I thought I should let you know my two chance experiences with the ad and how it hit me. You did it.
With Love, Yoko Ono”

 

8. I’m presuming you’re a big risk taker?
My motto has always been “make glorious mistakes.”
Think of it this way: If you research what a kid wants in a cake, the research will tell you he wants a cake made entirely of icing; after all, icing is the best part. You can’t go wrong with an all-icing cake! The kid will get his guaranteed-not-wrong cake made of icing and that cake will make him throw up.
Moral of the story: It’s okay, even good sometimes, to be wrong.
For instance, I have been told by people who have nothing better to do than write about advertising that I came to it from an odd background, but only if you consider a college degree in Philosophy and membership in the American Hegelian Society and a fondness for 19th century German philosophers odd.
To wit:
“Riswold’s campaigns may have created more American icons than anyone since Walt Disney. You would not, however, suspect it by looking at him…Riswold looks more like the seven-year philosophy undergrad he once was at the University of Washington than one of the most powerful forces in American advertising.”
And:

Jim Riswold is the only ad copywriter ever to make Newsweek’s list of the 100 most influential people in America. And if God made Michael Jordan, then Riswold made Michael Jordan God. Graying hair shorn nearly to the scalp, Riswold looks, in his dark glasses and overcoat, more like someone hired to teach you German philosophy, or to put a bullet in you. Or maybe both.”
Flattering hyperbole, yes, but I don’t think I would’ve been the subject of such fawning nonsense if it weren’t for my background in philosophy.

Seriously, I think my background in philosophy, as well as an inordinate amount of other liberal arts degrees and credits, have enabled me to look at things in, hopefully, a different way. At the very least, reading the really complicated philosophical works provide proof that, yes, there are far more difficult things to comprehend than really dumb client requests and demands.
It has also, in rare moments of lucidity, allowed me to realize there are far more important things in this world than advertising: family, friends, art, Nietzsche, literature, oncologists and baked beans.
While the baked beans bit may sound flippant, it isn’t; because when you come to grips with the fact that something as inconsequential as baked beans is more important than advertising, it allows you to create great advertising.

Long Live philosophy and baked beans.

9. You say stoopid is better than smart, why?
Start every day stupid.
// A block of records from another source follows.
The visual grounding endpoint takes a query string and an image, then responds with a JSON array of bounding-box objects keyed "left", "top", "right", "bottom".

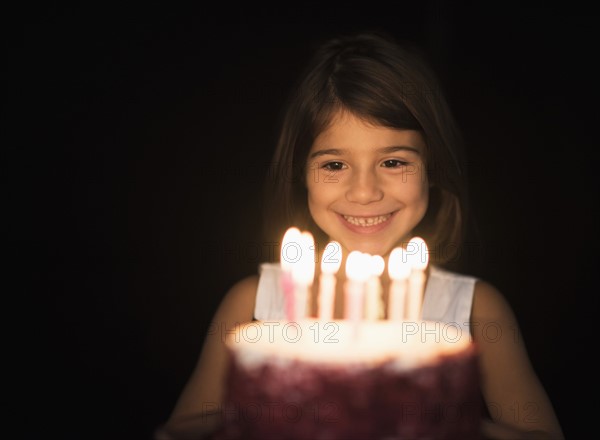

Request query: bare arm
[
  {"left": 157, "top": 276, "right": 258, "bottom": 438},
  {"left": 471, "top": 282, "right": 564, "bottom": 440}
]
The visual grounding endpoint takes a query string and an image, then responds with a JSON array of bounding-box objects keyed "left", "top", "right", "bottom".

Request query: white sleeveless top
[{"left": 254, "top": 263, "right": 477, "bottom": 332}]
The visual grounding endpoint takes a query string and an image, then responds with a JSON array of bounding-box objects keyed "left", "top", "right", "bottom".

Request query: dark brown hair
[{"left": 265, "top": 32, "right": 467, "bottom": 265}]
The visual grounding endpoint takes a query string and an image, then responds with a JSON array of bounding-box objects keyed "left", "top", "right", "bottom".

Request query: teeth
[{"left": 344, "top": 214, "right": 392, "bottom": 226}]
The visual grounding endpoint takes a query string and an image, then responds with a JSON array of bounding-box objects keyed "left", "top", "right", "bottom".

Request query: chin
[{"left": 345, "top": 243, "right": 393, "bottom": 257}]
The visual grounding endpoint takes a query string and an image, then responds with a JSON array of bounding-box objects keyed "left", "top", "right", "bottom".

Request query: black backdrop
[{"left": 3, "top": 1, "right": 598, "bottom": 439}]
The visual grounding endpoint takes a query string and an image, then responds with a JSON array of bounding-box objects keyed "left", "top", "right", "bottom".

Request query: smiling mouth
[{"left": 342, "top": 213, "right": 392, "bottom": 227}]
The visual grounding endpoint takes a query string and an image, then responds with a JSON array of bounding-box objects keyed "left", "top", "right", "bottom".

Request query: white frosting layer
[{"left": 227, "top": 319, "right": 471, "bottom": 370}]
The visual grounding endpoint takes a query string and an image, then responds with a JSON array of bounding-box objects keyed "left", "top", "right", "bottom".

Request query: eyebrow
[{"left": 309, "top": 145, "right": 421, "bottom": 159}]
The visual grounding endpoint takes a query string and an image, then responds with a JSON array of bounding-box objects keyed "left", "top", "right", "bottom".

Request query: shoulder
[
  {"left": 471, "top": 280, "right": 519, "bottom": 347},
  {"left": 473, "top": 280, "right": 514, "bottom": 321},
  {"left": 216, "top": 275, "right": 258, "bottom": 322}
]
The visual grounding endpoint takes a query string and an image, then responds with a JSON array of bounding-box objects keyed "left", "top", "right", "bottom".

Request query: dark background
[{"left": 7, "top": 1, "right": 599, "bottom": 439}]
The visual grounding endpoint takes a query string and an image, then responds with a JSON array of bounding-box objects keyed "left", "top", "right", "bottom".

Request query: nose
[{"left": 346, "top": 170, "right": 383, "bottom": 205}]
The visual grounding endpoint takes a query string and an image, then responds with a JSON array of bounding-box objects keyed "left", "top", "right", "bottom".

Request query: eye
[
  {"left": 381, "top": 159, "right": 408, "bottom": 168},
  {"left": 322, "top": 161, "right": 344, "bottom": 171}
]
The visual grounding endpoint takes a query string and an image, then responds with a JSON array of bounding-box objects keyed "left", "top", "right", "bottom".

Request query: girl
[{"left": 166, "top": 33, "right": 563, "bottom": 439}]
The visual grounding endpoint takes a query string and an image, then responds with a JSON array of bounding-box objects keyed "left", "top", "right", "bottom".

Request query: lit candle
[
  {"left": 365, "top": 255, "right": 385, "bottom": 320},
  {"left": 388, "top": 247, "right": 410, "bottom": 321},
  {"left": 406, "top": 237, "right": 429, "bottom": 321},
  {"left": 292, "top": 231, "right": 315, "bottom": 319},
  {"left": 318, "top": 241, "right": 342, "bottom": 320},
  {"left": 279, "top": 227, "right": 302, "bottom": 321},
  {"left": 344, "top": 251, "right": 369, "bottom": 322}
]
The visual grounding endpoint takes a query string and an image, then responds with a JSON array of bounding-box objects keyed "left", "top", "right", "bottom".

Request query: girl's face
[{"left": 306, "top": 112, "right": 429, "bottom": 257}]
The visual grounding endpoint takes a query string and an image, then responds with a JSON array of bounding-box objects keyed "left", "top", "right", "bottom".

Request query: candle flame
[
  {"left": 292, "top": 231, "right": 315, "bottom": 286},
  {"left": 279, "top": 227, "right": 302, "bottom": 270},
  {"left": 346, "top": 251, "right": 371, "bottom": 281},
  {"left": 371, "top": 255, "right": 385, "bottom": 277},
  {"left": 406, "top": 237, "right": 429, "bottom": 270},
  {"left": 388, "top": 247, "right": 411, "bottom": 280},
  {"left": 321, "top": 241, "right": 342, "bottom": 274}
]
If you start every day stupid you start every day without inhibition and inhibition is creativity’s kryptonite.
I recommend vodka. Drinking destroys inhibition. Inhibition kills creativity. I will not pontificate on drinking’s less-than-stellar effect on livers because that would be quite hypocritical of me and my mom always said, “Eat your vegetables and don’t be a hypocrite.” So if you want to protect your liver and be creative, skip the vodka thing and stick to the uninhibited thing.
Creativity is trying different things and then more different things. Picasso, no slouch in the trying-different-things department, pointed out, “God invented the giraffe, the elephant, the cat…He has no real style. He just goes on trying things.
Creativity demands making a fool out of yourself. You cannot be creative unless you are willing to walk around with your pants around your ankles.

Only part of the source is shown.